For business leaders in time-sensitive domains — financial trading, real-time customer operations, industrial IoT, news and media — the distinction between a RAG system that knows what happened yesterday versus one that knows what happened five minutes ago can determine whether the AI assistant is fit for operational use. A customer service AI grounded only in yesterday's product data will give incorrect answers about today's promotional pricing. A risk management AI that cannot access this morning's regulatory alerts may miss a material compliance event. Streaming RAG closes this gap by making knowledge freshness a first-class architectural concern, traded off explicitly against retrieval quality and operational complexity.

2. Problem Statement

Business Problem

Standard batch-ingested RAG systems have knowledge that is hours or days stale. For many enterprise use cases this is acceptable; for many others it is not. Customer service assistants need to know today's pricing, promotions, and service status. Operations assistants need to know the current status of incidents, deployments, and SLA breaches. Financial services assistants need to know this morning's rate changes and regulatory updates. A RAG system that cannot reflect these changes in real-time is operationally unusable for these use cases.

Technical Problem

The batch ingestion architecture of standard RAG introduces inherent latency between when a document is created or updated and when it becomes retrievable. Document crawling, format parsing, chunking, embedding, and index upsert are sequential pipeline steps that typically take minutes to hours per document in a batch schedule. Event-driven and streaming systems demand a different architecture: an ingestion pipeline triggered by events rather than schedules, optimised for low-latency single-document processing rather than high-throughput batch processing.
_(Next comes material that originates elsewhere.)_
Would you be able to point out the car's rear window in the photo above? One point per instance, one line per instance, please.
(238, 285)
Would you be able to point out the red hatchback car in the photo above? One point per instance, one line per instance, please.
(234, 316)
Additionally, real-time data creates a freshness/quality tension: a document ingested seconds ago has not undergone the quality validation, editorial review, or metadata enrichment that a batch-ingested document has. The retrieval strategy must account for this — freshness and quality are both relevant signals for ranking, and the appropriate balance depends on the use case.

Symptoms

AI assistant gives incorrect answers because its knowledge is stale (e.g., cites a policy that was updated this morning)
Customer service AI provides yesterday's pricing to customers who have received today's promotional offer
Operations runbook AI cannot answer questions about the current production incident because the incident report was just created
News and media AI continues to reference an old version of a story after a material retraction was published

Cost of Inaction

Customer complaints and churn from incorrect information delivery in real-time service channels
Regulatory exposure: financial services AI providing stale rate or compliance data
Operational risk: incident response AI grounded in stale runbooks during a live incident
Trust erosion: users who notice knowledge staleness lose confidence in the AI assistant and revert to manual lookup

3. Context

When to Apply

AI assistants for customer-facing channels where product, pricing, or service data changes frequently (daily or faster)
Operations and incident response assistants where runbook and incident data must be current
Financial services AI where market data, rate sheets, and regulatory alerts must be reflected within minutes
News, media, and content platforms where articles, corrections, and editorial updates are continuous
IoT and industrial operations where equipment status, alerts, and sensor thresholds change continuously

When NOT to Apply

Knowledge corpora that change less frequently than once per day (standard batch ingestion is simpler and less expensive)
Use cases where answer freshness is not a user requirement (historical research, legal document review)
Environments lacking a mature event streaming infrastructure (Kafka, Kinesis) — the operational overhead of deploying streaming infrastructure solely for RAG is rarely justified
Use cases where raw streaming data quality is insufficient for grounded AI generation (malformed events, incomplete records)

Prerequisites

An event streaming platform (Apache Kafka, Amazon Kinesis, Azure Event Hubs, Google Pub/Sub) producing document change events
Change Data Capture (CDC) tooling for database-originated changes (Debezium, AWS DMS)
A vector database that supports low-latency upsert operations (Weaviate, Qdrant, Pinecone — all support real-time upsert)
An embedding inference service with low-latency API (< 100ms per chunk) to avoid ingestion lag
Freshness metadata (created_at, updated_at timestamps) that must be indexed alongside vectors

Industry Applicability

Industry	Event Source	Acceptable Freshness Lag	Primary Use Case
Financial Services	Market data feeds, regulatory alert APIs	Seconds to minutes	Rate and compliance queries
E-commerce / Retail	Product catalogue events, inventory CDC	Minutes	Pricing and availability Q&A
Operations / DevOps	Incident management webhooks, monitoring alerts	Seconds	Live incident runbook assistance
Healthcare	Clinical note CDC, pharmacy formulary updates	Minutes to hours	Clinical decision support
News / Media	CMS publish webhooks	Seconds	News article Q&A and summarisation
IoT / Manufacturing	Sensor alert streams, equipment status CDC	Seconds	Equipment status and troubleshooting

4. Architecture Overview

Streaming RAG introduces an event-driven ingestion pipeline that runs continuously alongside (or instead of) the batch ingestion pipeline. The two pipelines share the same vector database but differ in their triggering, throughput optimisation, and quality guarantees.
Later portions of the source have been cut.